Gli eroi in bianconero: Salvatore JACOLINO
Il testimone non è reticente e ha visto tutto – afferma Andrea Aloi sul “Guerin Sportivo” del 2-8 maggio 2001 – rivolgimenti nel calcio pensato con la Ternana-monstre di Corrado Viciani e tempeste perfette nel calcio giocato senza avere le spalle protette da un procuratore, saliscendi nel costume e nella società, campioni mai sommersi dalla polvere e faticatori da campo che solo la memoria può strappare dalle sabbie mobili del tempo. Salvatore Jacolino era un germoglio di bimbo quando suo padre Pasquale, nell’anno di fuga dalla miseria 1951, salì da Agrigento a Torino. Una moglie, otto figli equamente divisi fra maschi e femmine, un mestiere da fabbro. Era la primissima emigrazione del secondo dopoguerra, gli operai-massa da incasellare nella filiera della città- Fiat sarebbero saliti sui treni della speranza all’inizio degli armi Sessanta, col boom. «Papà è mancato tre mesi fa. Lavorava pesante, manteneva tutti ed è stata dura soprattutto per lui. Per il resto funzionò bene fin da subito, dipende da come uno la vive ‘sta cosa dell’emigrazione».
E da come si decide di stare al mondo. Salvatore è un cinquantenne fiero, c’era da andare e partiva, si affacciava un’occasione e ci metteva il cuore. Gomiti bassi, tanti amici a Torino, dove vive, e nella Juve, una fucina che l’ha plasmato e poi gli ha riaperto le porte, quando a carriera esaurita da nobile metallo è diventato lui uno dei maestri alla forgia nel settore giovanile, per diciotto anni. «Quando entrai alla Juventus era il 1959. Conobbi un gruppo di ragazzi fantastici, Castelli, che ha giocato in C, Bettega, che è rimasto un’ottima persona. Ogni mese ci rivediamo per la cena della classe 1950, tiriamo fuori le vecchie storie, i tornei in giro, i casini che combinavamo nelle stanze. Sono partito dagli esordienti e andato avanti, ho fatto tutta la trafila delle Nazionali juniores e nel 1969-70, ero alla Primavera, giocavo il campionato della De Martino però venivo quasi sempre aggregato alla prima squadra, allenata da Rabitti, che mi aveva allevato. Il mio ruolo era centrocampista offensivo, più o meno un trequartista».
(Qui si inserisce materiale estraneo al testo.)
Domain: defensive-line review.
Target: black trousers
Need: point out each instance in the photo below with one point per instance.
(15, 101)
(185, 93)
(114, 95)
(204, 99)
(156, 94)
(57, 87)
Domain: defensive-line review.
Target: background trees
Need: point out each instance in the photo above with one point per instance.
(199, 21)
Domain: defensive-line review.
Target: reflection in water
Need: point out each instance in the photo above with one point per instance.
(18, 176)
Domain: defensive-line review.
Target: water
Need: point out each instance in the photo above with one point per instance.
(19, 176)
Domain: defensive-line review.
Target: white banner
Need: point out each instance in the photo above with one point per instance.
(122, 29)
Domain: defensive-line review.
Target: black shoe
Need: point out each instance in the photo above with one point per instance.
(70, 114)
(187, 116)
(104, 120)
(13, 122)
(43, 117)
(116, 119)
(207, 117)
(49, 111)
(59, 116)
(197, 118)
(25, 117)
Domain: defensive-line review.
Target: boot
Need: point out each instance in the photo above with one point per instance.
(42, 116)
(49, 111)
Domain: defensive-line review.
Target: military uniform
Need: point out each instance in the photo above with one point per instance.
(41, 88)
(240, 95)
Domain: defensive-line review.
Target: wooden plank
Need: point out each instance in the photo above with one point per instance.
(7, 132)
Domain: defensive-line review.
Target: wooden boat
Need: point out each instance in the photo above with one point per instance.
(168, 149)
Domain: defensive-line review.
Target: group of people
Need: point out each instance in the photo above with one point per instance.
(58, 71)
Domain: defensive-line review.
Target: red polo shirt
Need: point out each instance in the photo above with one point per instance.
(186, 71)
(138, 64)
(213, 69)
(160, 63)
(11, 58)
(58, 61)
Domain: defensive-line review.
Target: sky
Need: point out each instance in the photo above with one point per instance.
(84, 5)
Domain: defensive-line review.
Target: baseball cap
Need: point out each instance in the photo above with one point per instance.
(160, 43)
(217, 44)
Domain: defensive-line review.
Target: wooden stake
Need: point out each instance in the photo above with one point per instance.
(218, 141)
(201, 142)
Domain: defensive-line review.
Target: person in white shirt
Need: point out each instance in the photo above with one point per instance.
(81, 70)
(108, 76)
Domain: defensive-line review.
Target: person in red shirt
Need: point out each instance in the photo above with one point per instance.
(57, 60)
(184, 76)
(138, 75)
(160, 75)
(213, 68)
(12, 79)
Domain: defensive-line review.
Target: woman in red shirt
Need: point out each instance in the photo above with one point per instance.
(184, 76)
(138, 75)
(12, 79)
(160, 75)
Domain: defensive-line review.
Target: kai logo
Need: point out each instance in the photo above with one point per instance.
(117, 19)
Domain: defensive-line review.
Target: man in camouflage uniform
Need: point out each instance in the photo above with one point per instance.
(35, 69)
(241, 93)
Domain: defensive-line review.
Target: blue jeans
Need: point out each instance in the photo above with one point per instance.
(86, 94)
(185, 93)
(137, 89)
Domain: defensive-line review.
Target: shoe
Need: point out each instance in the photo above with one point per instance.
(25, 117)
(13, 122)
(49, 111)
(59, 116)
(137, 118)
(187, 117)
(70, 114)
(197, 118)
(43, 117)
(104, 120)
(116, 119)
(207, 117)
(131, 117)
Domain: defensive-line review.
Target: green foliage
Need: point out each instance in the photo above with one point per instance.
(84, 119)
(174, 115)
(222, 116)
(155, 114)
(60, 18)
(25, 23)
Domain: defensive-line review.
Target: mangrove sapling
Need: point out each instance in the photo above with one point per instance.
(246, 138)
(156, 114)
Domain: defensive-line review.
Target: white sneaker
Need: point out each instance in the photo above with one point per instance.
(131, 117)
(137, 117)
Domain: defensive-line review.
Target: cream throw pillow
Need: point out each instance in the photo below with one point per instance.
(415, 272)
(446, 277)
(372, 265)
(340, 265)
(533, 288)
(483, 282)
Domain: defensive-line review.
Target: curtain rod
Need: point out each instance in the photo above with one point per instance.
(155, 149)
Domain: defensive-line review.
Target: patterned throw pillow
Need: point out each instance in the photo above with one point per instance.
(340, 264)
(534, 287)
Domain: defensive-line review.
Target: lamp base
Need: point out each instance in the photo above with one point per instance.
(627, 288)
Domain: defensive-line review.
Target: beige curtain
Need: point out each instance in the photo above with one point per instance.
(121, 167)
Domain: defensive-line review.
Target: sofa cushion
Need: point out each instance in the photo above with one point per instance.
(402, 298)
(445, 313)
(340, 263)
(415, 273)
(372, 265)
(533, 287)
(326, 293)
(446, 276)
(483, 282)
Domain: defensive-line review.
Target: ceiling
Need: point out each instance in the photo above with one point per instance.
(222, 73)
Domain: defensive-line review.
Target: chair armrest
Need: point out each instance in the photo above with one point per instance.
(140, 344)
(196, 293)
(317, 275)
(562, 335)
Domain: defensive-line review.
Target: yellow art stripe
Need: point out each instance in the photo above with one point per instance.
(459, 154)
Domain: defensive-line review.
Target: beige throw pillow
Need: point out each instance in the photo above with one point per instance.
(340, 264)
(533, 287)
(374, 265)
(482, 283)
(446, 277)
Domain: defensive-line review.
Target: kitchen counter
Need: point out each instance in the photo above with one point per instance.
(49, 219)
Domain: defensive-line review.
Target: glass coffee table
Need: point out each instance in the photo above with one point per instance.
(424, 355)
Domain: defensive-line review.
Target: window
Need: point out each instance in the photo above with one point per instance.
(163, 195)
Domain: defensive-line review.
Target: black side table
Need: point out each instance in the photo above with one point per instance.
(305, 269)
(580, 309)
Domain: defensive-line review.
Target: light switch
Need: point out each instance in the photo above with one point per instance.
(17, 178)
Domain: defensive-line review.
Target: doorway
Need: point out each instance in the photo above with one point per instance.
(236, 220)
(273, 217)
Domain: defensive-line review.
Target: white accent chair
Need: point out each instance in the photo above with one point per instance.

Una presenza in A, nel torneo vinto dal Cagliari. Cuccureddu, Bob Vieri, Anastasi, Del Sol, Jacolino: «Era l’ultima giornata, a Bari, avevo l’11 perché Rabitti dava quel numero a chi giocava a ridosso delle punte. Un’altra partita la giocai in autunno, Coppa Italia, a Bologna. Io contro Scala e Bulgarelli, Boniperti mi fece i complimenti e ho conservato il ritaglio di Tuttosport col titolone “È nata una stella”. Vero eh, l’ho conservato».
La sfida con le squadre di vertice è restarci. Quella Juve è una piccola fabbrica di meteore: “brucia” Lamberto Leonardi, ala di un certo spicco alla Roma e al Varese ma sparita in bianconero, prova il giovane terzino Paolo Viganò, che successivamente passerà alla Roma, al Palermo e alla B, tasta il polso all’enfant du pays Elio Rinero, un jolly presto destinato alla cadetteria. Jacolino, appena ventenne, accetta di buon grado la C. «L’allora manager Italo Allodi, un grande, mi consigliò di andare a Piacenza in prestito: “Ci lavora nello staff il mio amico Casati, con lui farai ottime cose, sta costruendo una squadra apposta per te”. L’annata andò così e così, ci salvammo a malapena. Il 1971-72 partì l’avventura con la Ternana. Venni a sapere che ero stato ceduto in comproprietà dalla radio, negli ultimi cinque-sei minuti di calciomercato. Longobucco alla Juve, Jacolino, Mastropasqua e Brutto alla Ternana. La Juve aveva promesso di piazzarmi almeno in B e aveva mantenuto la parola. Andai, sapendo di dovermi conquistare il posto».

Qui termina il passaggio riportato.